Tiff is available via teleconference each Monday from 10am until 4pm during semester.

Training areas

Tiff provides support from her own experience with:

  • Humanities research designs
  • Mixed methods
  • Survey designs (Qualtrics and SurveyMonkey)

Tiff also offers support in the following areas:

  • Confirmation of Candidature requirements
    • GRIP
    • Epigeum Integrity Program
    • Riskware Health and Safety Risk Assessments
    • REMS and Ethics applications
    • Turnitin
    • Learning Plans
  • General IT troubleshooting
  • Referencing – APA 7th, AGLC4 (Endnote and Mendeley)
  • Thesis formatting (Microsoft Word)
  • Participant recruitment strategies
  • Literature reviews
  • Proposal presentations/seminars
  • Basic SPSS data analyses

Research area

Tiff is a PhD candidate in the School of Arts and Humanities in the field of Criminology and Psychology. Her doctoral research focuses on examining the relationship between personal values and juror decision-making. A trial by jury is a fundamental right afforded to all Australians. The criminal justice system relies on the jury to review evidence presented at trial and decide on matters of fact. However, research indicates that jurors are often biased by elements other than evidence during their decision-making process. Factors such as legal system trust, legal authoritarianism, defendant attractiveness and socio-economic status, race and racial bias, gender, and juror need for cognition have been identified as extra-legal factors known to affect the decision-making process. While some interventions have been implemented to reduce the effects of these biases, none have been particularly successful. Personal values are abstract ideals that provide guiding principles in one’s life, occupying a central space in the cognitive network of the development of attitudes and subsequent behaviours, and also serve as a standard by which people judge both their and others’ actions.
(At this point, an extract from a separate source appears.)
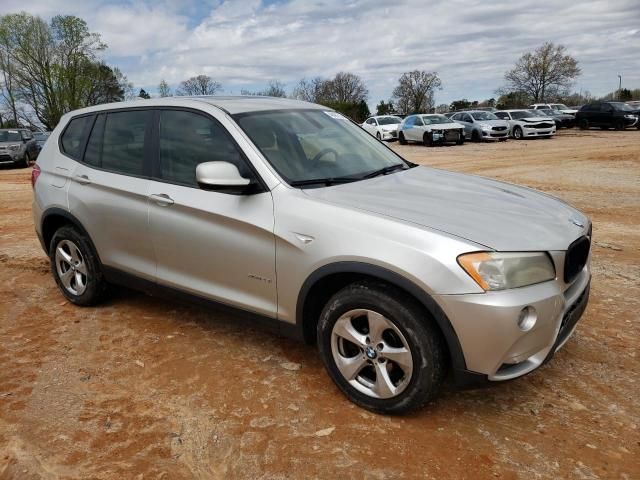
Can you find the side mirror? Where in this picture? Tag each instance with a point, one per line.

Tiff’s research proposes to establish the relationship between personal values and juror verdict decisions and seeks to identify if targeting interventions towards these values rather than attitudes may be a more effective measure in reducing bias and ensuring an equitable trial process.

Background

Tiff is a domestic student originally from Brisbane, Qld. She has completed a Bachelor of Counterterrorism, Security and Intelligence and a Bachelor of Criminology and Justice (Honours) at Edith Cowan University. Her honours thesis, Parenting responsibility as a mitigating factor in sentencing, explored the influence of gender and type of care given on mock sentencing decisions and public attitudes towards whether the hardship faced by an offender’s dependent children is considered a justified mitigating factor in sentencing. She also works as a research assistant with the Sellenger Centre for Research in Law, Justice and Social Change. Tiff is part of the ECU ALLY Network.